We use Zalando dataset which can also be downloaded from Zalando images and Zalando Text Image Pairs. The dataset itself consists of 8732 high-resolution images, each depicting a dress from the available on the Zalando shop against a white-background.
!python train.py --outdir "training_runs" --snap 20 --metrics "none" --data "data/square_256_imgs.zip"
If the resume the model from a checkpoint, we can --resume
!python train.py --outdir "training_runs" --snap 20 --metrics "none" --data "data/square_256_imgs.zip" --resume "training_runs/00015-square_256_imgs-auto1-resumecustom/network-snapshot-000400.pkl"
!python "DALLE-pytorch/train_dalle.py" --vae_path "DALLE-pytorch/wandb/vae-final.pt" --image_text_folder "data/text_images"
Download the models in the following links and save them in your Google Drive.
Model | Download |
---|---|
Pretrained fashion GAN | fashion-gan-pretrained.pkl |
Finetuned DALL-E model | DALLE-finetuend.pkl |
We applied PCA analysis to identify the semantically meaningful directions in latent space. By exploring the first 10 principle components, we found sleeve, pattern, etc.
To project the image into latent space, we employ SGD with perceptual loss + pixel-by-pixel MSE loss between two images. This loss noticeably improved our tool’s ability to embed out-of-sample examples in the latent space of the GAN.

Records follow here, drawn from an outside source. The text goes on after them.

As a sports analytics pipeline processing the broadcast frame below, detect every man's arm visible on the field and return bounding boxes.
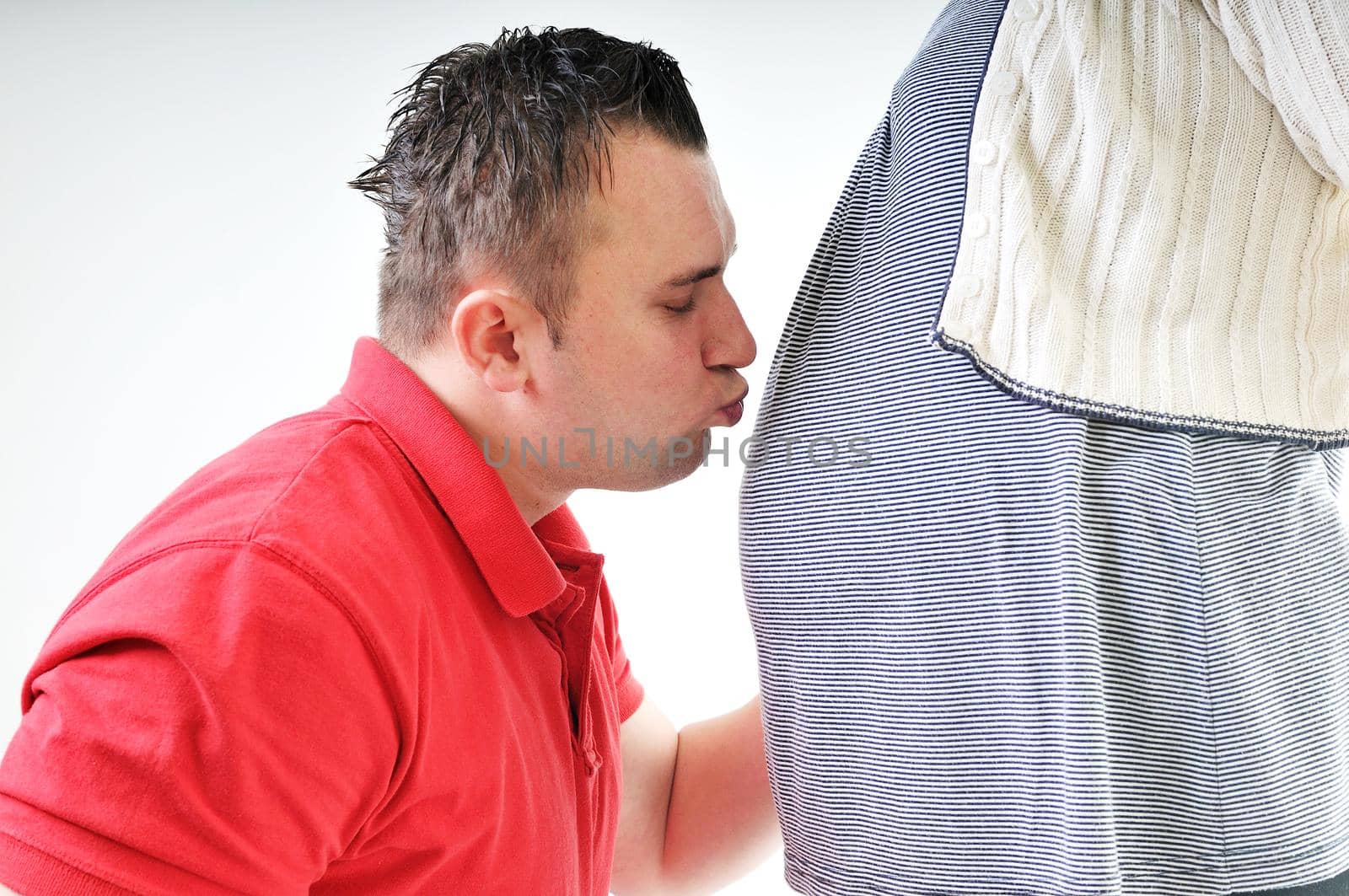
[611,696,782,896]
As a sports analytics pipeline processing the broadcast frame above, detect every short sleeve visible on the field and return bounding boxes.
[1203,0,1349,188]
[0,543,400,896]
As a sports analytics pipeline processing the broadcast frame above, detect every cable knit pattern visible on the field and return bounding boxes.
[935,0,1349,448]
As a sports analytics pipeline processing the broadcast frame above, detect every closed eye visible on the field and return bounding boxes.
[665,296,695,314]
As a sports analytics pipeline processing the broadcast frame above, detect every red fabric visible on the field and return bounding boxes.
[0,339,642,896]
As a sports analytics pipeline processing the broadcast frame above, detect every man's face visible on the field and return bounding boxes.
[535,137,755,491]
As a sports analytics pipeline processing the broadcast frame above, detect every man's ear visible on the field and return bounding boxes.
[449,289,542,393]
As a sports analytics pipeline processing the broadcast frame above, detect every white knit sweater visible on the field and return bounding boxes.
[935,0,1349,447]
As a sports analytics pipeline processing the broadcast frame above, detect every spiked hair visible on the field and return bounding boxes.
[349,27,707,357]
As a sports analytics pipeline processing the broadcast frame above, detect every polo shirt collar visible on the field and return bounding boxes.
[341,336,590,617]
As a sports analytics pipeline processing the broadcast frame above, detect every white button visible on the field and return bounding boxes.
[970,140,998,164]
[989,72,1021,96]
[951,274,983,298]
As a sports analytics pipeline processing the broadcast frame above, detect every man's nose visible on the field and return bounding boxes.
[703,292,758,367]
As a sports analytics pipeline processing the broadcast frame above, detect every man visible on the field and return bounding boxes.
[0,29,777,894]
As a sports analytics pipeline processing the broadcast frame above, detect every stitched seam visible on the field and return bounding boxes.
[932,330,1349,451]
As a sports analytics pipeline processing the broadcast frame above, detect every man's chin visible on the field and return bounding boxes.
[594,427,711,491]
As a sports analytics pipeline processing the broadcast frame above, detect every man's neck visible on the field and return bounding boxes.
[403,359,571,526]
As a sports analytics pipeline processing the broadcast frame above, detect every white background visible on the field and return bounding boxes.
[10,0,1338,894]
[0,0,942,893]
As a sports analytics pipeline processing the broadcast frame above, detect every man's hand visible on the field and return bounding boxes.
[611,696,782,896]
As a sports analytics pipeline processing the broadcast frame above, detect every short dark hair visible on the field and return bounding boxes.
[349,27,707,357]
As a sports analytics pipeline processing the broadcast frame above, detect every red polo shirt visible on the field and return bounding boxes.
[0,339,642,896]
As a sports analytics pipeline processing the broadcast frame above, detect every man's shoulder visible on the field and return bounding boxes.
[90,398,437,586]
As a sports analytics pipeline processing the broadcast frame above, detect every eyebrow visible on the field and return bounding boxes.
[659,244,739,292]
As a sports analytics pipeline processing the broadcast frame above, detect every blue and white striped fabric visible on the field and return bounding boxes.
[740,0,1349,896]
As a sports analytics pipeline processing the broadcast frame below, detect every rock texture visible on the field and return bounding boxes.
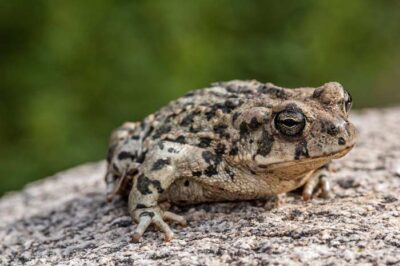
[0,109,400,265]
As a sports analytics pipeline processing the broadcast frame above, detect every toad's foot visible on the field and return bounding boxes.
[132,207,187,242]
[303,166,333,201]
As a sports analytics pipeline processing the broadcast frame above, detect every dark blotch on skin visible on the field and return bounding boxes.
[136,151,147,163]
[229,145,239,156]
[168,147,179,153]
[321,121,339,136]
[201,151,216,164]
[197,137,212,148]
[232,112,240,124]
[294,140,310,160]
[202,151,225,177]
[131,135,140,140]
[257,130,274,157]
[239,122,250,138]
[136,175,164,195]
[225,167,235,181]
[215,143,226,157]
[157,141,164,150]
[151,158,171,171]
[204,165,218,177]
[183,91,195,98]
[214,124,228,138]
[118,151,135,161]
[139,212,154,218]
[257,85,288,99]
[192,171,201,177]
[113,163,119,173]
[249,117,261,130]
[175,136,186,144]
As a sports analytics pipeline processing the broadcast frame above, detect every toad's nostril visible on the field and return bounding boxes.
[327,124,339,136]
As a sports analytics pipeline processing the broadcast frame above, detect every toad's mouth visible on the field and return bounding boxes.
[258,145,354,174]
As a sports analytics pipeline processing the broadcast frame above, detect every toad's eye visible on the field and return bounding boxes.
[344,91,353,112]
[275,110,306,137]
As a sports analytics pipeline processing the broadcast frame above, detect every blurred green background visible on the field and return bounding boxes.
[0,0,400,195]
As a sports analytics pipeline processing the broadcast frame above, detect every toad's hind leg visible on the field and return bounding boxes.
[303,164,332,201]
[129,142,186,242]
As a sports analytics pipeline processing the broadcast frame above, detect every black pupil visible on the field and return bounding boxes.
[283,119,298,127]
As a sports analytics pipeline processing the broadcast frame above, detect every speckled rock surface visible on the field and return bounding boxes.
[0,109,400,265]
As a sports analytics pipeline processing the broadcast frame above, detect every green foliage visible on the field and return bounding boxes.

We implemented two methods to locate the design. The first method was to randomly sample images from the latent space, then to pass these along with the text description through a CLIP. model to find a small number of images which most closely matched the text. The second method was to fine-tune a DALL-E model on the Feidegger dataset, and then to pass the text descriptions to DALL-E and let it generate designs. We compare it with other models:
- FahionGAN: realistic, diverse but low resolution.
- DALLE: diverse, creative but less accurate.
- Stable Diffusion: accurate, high resolution but not diverse (when given specific text with only changing background and models).
We have built a website for user testing: generarive.fashion
The interface of our neural design space exploration tool. Users can upload images in the workplace on the left or generate random image through random button. Also, they can generate examples via text descriptions using the text box. Users can drag these examples to the style-mixing region or save them in the workplace. Users can selectively combine elements from three designs using the visual style-mixing panel. The output image is shown in the center of the canvas on the right. The 2D-dimensional canvas represents the design space for two attributes in the horizontal and vertical axes, and these attributes can be changed by using a drop-down menu for each axis. Dragging the image within the canvas is equivalent to moving through the latent space of the GAN in semantically meaningful directions.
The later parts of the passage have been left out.